Aeroflot Flight 2230 was a Soviet domestic passenger flight from Yekaterinburg (then Sverdlovsk) to Tashkent. On 16 November 1967, the Ilyushin Il-18 aircraft serving the flight crashed after takeoff, killing all 107 people aboard (including twelve children). At the time, it was the deadliest aviation accident in the Russian SFSR and the worst accident involving the Il-18.

==Aircraft==
The flight was serviced by an Ilyushin Il-18V turboprop airliner, manufactured on 25 March 1964 with a serial number 184007002. The aircraft made its maiden flight and commenced operations in the same year. On the day of the accident it had 5,326 flight hours and 2,111 flight cycles.

==Crew==
The crew consisted of the pilot in command Yuri Abaturov, co-pilot Nikolai Mikhaylov, navigating officer Anatoly Zagorsky, flight engineer Viktor Ospishchev and radio officer Yuri Yefremov.

==Accident==
Shortly after takeoff from Sverdlovsk, now called Ekaterinburg, Koltsovo Airport an engine caught fire and its propeller could not be feathered.
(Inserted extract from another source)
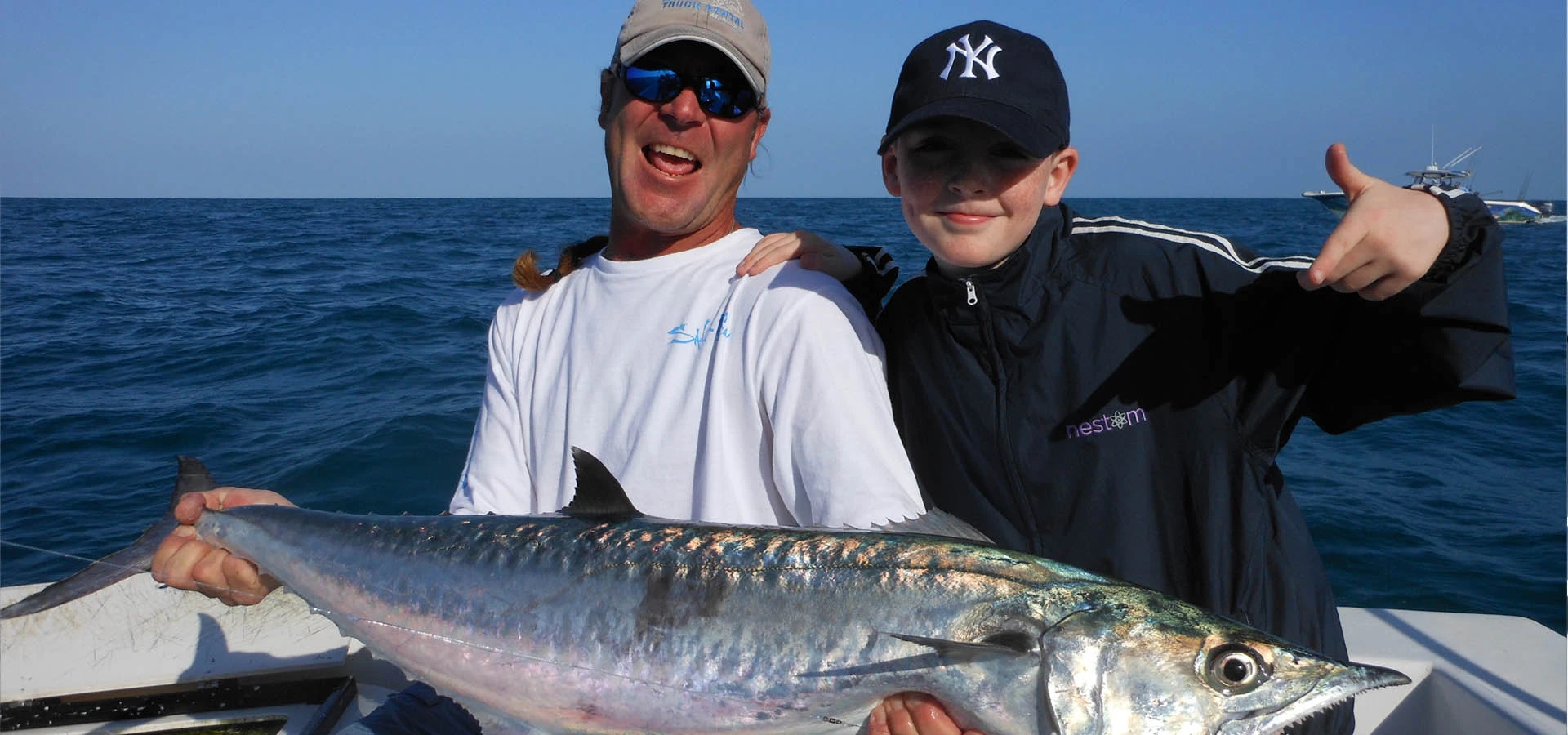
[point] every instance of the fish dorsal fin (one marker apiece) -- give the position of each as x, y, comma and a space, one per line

Maneuverability at maximum takeoff weight with a propeller causing drag was difficult. The crew lost control at a height of 200 m while climbing at a speed of 340–350 km/h at an altitude of 140–150 m. The Il-18 crashed into a plowed field at a 37 degrees right bank at a speed of 440 km/h at 21:02 local time. The aircraft completely disintegrated, complicating the subsequent accident investigation. There were also fire outbreaks at the crash site.